One wonders what Gilbert and Sullivan would have made of David H Bell's and Rob Bowman's 1985 jazz-inflected version of The Mikado. I suspect that Gilbert at least (as a consummate stage director with a trenchant view of contemporary theatre) would have chuckled. Matt Devitt's new production might even have made him roar with laughter.

The Queen's Theatre's resident company Cut to the Chase is notable for its instrumental as well as vocal talent. So the ten-strong cast sings, dances and plays a ferocious array of (mainly) brass and percussion instruments with enormous verve while presenting the topsy-turvy story with a constant whoosh of activity.

Vocally the honours go to Sam Kprbacheh as Nanki-Poo and Kim Ismay as Katisha. Ismay's two solos – "The hour of gladness" and "Alone and yet alive" – prove to be absolute show-stoppers. Her Katisha is a mature woman but not a frumpy freak, and the characterisation benefits the whole show. Korbacheh lets rip for "A wandering Minstrel I" and you can believe in his slightly overgrown student personality happier as a second clarinet in a provincial band than as his father's heir.

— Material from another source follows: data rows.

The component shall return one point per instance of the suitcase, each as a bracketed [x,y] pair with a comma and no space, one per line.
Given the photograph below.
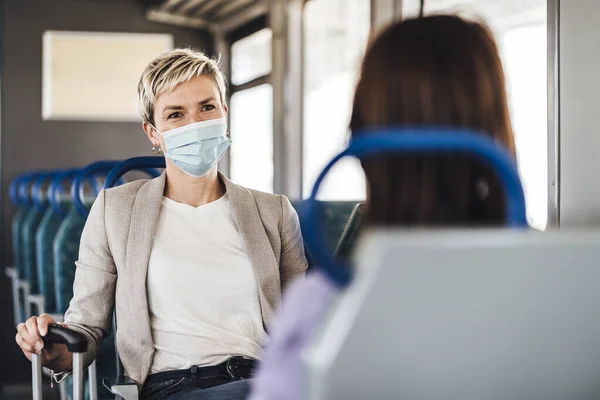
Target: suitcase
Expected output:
[77,344]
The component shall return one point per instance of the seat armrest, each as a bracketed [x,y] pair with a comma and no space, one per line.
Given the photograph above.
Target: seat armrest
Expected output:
[122,386]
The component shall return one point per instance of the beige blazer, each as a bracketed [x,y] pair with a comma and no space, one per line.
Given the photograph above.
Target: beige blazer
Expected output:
[115,249]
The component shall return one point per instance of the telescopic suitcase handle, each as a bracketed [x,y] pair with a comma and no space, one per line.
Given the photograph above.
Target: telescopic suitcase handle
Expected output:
[77,344]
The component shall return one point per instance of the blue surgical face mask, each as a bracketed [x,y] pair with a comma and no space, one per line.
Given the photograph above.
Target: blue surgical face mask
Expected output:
[197,147]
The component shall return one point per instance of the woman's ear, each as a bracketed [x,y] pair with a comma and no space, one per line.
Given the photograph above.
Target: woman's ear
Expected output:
[150,132]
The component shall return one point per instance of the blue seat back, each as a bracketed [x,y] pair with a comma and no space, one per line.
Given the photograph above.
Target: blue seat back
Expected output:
[47,231]
[335,216]
[29,230]
[415,140]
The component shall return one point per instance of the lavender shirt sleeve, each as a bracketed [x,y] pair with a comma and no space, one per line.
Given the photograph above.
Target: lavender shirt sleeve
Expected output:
[304,307]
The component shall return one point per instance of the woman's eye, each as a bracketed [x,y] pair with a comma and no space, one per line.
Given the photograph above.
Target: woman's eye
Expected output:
[176,114]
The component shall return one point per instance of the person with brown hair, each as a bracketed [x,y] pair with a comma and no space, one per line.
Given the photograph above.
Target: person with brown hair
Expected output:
[437,71]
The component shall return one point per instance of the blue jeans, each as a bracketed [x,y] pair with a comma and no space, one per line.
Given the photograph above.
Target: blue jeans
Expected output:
[204,389]
[236,390]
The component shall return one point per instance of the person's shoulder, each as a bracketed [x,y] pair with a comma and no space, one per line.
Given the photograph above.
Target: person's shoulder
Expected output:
[127,193]
[265,197]
[129,189]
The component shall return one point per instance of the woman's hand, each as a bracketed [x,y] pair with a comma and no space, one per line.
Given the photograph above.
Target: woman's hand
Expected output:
[29,338]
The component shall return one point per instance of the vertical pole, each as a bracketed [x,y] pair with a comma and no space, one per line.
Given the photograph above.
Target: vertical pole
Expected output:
[553,113]
[285,21]
[77,376]
[223,50]
[36,369]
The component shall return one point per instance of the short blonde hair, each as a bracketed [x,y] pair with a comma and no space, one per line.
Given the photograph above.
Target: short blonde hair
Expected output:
[167,71]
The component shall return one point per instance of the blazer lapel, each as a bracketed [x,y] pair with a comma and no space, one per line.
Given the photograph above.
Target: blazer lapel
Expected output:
[144,217]
[258,246]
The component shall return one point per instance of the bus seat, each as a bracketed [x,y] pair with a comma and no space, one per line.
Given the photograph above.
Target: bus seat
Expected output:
[59,205]
[66,252]
[468,296]
[349,238]
[28,242]
[335,216]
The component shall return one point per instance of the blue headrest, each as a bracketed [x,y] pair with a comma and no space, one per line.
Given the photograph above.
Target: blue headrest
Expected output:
[56,187]
[82,176]
[146,164]
[23,192]
[13,191]
[430,140]
[37,194]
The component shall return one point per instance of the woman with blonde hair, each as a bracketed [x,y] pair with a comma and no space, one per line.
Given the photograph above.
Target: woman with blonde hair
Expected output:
[193,263]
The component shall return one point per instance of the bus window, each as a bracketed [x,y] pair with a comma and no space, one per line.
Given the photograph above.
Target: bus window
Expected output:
[252,138]
[333,49]
[251,112]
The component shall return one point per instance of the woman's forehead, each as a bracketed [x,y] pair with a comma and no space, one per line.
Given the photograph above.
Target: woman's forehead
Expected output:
[196,89]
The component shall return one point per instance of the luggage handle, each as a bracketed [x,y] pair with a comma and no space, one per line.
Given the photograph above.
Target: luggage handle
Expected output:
[77,344]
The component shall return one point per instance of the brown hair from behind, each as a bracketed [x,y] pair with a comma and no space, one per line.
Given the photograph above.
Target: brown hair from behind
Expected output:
[436,71]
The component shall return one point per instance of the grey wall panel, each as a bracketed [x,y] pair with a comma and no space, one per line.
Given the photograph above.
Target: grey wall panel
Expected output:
[579,107]
[30,143]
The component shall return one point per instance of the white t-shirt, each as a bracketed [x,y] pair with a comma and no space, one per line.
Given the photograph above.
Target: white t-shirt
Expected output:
[202,291]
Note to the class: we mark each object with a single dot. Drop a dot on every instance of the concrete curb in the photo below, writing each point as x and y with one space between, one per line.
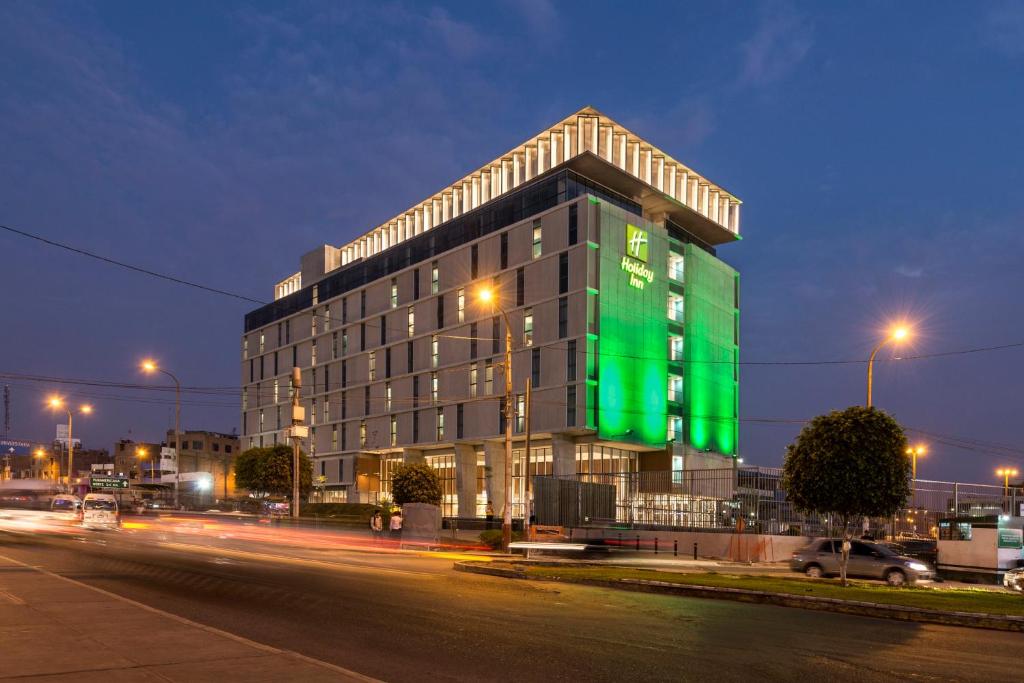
898 612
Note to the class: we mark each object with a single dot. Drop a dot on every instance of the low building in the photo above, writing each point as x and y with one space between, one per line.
209 452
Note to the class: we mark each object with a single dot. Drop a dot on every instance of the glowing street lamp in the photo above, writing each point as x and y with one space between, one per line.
915 452
486 295
1006 473
150 367
57 403
896 335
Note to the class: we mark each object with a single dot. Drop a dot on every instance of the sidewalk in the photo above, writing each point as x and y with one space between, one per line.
55 629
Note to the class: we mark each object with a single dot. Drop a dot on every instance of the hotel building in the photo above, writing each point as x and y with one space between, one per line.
601 249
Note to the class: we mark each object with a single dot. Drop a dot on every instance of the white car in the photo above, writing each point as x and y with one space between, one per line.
100 511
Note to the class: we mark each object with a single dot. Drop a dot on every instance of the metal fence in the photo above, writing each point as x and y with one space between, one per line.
745 500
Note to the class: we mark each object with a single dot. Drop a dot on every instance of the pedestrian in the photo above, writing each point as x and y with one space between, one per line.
396 525
377 527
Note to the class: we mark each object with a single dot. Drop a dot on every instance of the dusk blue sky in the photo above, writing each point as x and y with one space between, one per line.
877 146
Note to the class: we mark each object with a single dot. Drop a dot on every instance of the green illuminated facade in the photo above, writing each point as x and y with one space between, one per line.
664 348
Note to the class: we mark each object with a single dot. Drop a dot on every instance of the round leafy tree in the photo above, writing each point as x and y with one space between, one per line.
848 464
268 471
416 483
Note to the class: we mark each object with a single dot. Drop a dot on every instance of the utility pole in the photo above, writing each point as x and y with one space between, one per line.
509 414
299 430
527 501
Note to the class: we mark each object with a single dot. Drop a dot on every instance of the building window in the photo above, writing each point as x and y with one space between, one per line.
675 388
563 316
573 221
675 348
570 406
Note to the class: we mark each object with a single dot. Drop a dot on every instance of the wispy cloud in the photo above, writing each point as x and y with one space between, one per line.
1003 29
780 41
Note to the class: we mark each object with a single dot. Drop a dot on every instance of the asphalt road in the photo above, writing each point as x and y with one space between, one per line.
412 619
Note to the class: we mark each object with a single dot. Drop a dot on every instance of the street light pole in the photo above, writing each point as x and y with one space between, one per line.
896 335
152 367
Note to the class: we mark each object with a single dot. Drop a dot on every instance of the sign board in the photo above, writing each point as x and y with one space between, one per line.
1009 538
108 481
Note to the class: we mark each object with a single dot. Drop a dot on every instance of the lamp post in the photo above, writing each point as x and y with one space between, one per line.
487 296
59 403
1006 473
897 335
151 367
915 452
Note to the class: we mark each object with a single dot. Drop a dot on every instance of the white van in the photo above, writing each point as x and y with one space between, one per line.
100 511
67 508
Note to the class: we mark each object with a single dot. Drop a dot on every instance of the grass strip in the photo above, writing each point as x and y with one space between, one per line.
964 600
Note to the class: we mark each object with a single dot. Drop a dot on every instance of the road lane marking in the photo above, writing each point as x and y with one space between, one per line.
203 627
246 554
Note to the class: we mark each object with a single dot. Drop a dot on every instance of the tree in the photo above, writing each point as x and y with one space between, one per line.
268 471
416 483
848 464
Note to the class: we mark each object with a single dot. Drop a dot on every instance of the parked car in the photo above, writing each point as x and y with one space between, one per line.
100 511
1014 580
867 560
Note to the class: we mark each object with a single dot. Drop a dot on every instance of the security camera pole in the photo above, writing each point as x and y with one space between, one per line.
298 432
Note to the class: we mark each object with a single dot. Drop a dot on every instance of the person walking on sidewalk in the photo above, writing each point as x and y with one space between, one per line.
377 527
396 525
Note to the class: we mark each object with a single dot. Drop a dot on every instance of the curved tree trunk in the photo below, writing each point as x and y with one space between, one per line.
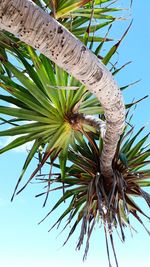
35 27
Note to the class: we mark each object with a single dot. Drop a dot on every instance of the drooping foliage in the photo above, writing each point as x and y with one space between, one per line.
66 124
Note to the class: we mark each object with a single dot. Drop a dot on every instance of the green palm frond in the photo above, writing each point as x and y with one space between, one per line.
93 199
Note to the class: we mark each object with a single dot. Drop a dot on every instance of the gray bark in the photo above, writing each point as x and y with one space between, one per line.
35 27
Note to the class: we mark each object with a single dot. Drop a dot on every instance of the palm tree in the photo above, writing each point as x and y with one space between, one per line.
56 43
60 110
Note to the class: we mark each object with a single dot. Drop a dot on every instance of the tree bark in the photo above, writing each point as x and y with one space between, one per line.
35 27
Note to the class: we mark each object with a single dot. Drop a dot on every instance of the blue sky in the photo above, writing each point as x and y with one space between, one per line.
22 241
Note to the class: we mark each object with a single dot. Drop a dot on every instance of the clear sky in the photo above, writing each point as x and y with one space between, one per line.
23 242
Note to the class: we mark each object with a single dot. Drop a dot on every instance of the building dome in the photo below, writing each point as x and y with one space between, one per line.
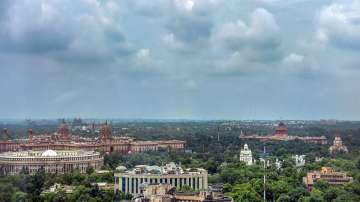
49 153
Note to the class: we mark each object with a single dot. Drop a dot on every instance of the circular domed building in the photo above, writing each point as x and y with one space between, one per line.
60 161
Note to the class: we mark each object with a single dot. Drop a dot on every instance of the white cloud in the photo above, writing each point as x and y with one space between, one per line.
293 58
339 25
262 32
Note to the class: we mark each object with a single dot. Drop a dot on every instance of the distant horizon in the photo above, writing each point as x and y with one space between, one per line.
167 119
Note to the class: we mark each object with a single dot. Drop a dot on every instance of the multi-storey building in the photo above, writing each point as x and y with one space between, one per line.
246 155
168 193
131 181
281 134
338 145
299 160
64 140
51 161
328 174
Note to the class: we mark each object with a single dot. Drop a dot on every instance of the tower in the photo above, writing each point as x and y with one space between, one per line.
30 134
5 134
281 130
105 132
338 145
64 131
246 155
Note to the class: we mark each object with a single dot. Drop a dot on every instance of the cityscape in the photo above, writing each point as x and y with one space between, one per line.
179 101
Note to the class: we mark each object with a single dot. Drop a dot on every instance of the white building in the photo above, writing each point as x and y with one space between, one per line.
246 155
132 181
299 160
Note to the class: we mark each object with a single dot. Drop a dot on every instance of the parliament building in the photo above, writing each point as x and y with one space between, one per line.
64 140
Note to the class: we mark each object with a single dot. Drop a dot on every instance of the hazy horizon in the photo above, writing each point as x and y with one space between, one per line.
180 59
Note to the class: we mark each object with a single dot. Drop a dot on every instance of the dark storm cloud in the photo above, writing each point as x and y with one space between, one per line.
180 59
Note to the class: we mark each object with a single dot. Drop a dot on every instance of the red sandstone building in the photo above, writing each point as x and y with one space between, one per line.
327 174
64 140
281 134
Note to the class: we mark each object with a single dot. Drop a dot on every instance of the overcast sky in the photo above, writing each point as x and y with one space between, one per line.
193 59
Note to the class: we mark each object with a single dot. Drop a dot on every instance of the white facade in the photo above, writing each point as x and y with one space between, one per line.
132 181
299 160
246 155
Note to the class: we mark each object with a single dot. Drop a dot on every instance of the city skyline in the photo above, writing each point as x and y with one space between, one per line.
180 59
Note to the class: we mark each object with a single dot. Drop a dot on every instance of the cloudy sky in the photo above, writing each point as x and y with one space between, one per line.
193 59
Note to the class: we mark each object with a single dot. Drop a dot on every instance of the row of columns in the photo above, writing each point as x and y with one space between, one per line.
131 185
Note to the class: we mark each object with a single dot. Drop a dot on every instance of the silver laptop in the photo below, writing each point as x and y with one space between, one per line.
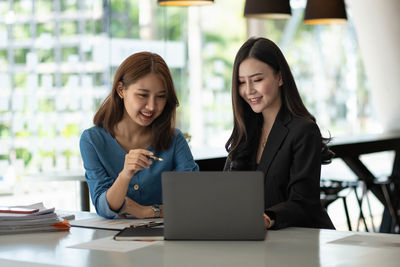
213 205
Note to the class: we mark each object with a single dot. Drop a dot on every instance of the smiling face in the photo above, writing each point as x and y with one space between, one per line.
259 85
144 100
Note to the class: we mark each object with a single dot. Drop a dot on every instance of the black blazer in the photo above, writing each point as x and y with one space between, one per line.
291 163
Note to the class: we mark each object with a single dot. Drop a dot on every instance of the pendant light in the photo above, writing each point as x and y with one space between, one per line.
325 12
184 2
272 9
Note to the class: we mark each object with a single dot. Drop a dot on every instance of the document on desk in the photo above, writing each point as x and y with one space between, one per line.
111 224
379 241
109 244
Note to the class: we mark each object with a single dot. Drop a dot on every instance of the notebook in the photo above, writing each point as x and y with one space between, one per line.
213 205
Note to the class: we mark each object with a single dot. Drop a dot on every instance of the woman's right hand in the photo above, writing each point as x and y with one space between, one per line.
135 160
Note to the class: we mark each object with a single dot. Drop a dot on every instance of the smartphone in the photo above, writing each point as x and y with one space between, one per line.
17 210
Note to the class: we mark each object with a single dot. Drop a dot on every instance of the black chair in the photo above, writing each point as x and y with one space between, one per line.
390 187
332 190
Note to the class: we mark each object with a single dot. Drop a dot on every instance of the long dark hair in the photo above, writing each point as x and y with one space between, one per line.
245 120
131 70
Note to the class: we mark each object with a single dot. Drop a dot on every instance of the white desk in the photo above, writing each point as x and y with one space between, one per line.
288 247
76 175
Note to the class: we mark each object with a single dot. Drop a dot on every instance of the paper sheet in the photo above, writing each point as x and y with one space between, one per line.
384 241
115 224
109 244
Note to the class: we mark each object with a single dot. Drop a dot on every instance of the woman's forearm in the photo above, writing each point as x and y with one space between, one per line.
116 193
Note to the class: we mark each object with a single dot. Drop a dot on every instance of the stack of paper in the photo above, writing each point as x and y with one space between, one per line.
41 220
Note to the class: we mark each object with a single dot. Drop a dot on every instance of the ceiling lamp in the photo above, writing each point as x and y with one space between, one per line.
271 9
325 12
184 2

Natasha Moore looks charming as Yum-Yum but is vocally and foot-wise overparted. Stuart Organ has great fun with "My object all sublime" after he enters through the audience in a go-car; the lyric has been neatly updated. That goes also for Ko-Ko's "I've got a little list" with the reference to bankers' bonuses and MPs' expenses earning a round of applause. As Ko-Ko Shaun Hennesey gives us a burly wannabe. It's an amusing portrayal, though not all the words come over clearly until "Titwillow" (with flute obbligato) and the "There's beauty in the bellow of the blast" duet with Katisha which follows it.

Sullivan's madrigals for unaccompanied quartets of singers can sometimes be a bit of a drag. "Swing a merry madrigal" here works very well. Rowan Talbot's Pooh-Bah is the younger man-on-the-make which Gilbert intended, a foil to Jared Ashe's Pish-Tush. Jane Milligan and Georgina Field are Pitti-Sing and Peep-Bo respectively and make them individual people, not just Yum-Yum's also-rans. Both revel in Liz Marsh's high-stepping choreography which gentles itself for Yum-Yum's solo at the beginning of the second act. Steve Pretty plays everyone else.

Mark Walters' costumes suggest a world not far removed from that of Runyon and his set offers staircases and walkways linked by the outline suggestion of a Kakiemon tea-bowl. It all cooks up as a sugar whip of sound, music and laughter. But it's never a mere storm in a tea-cup.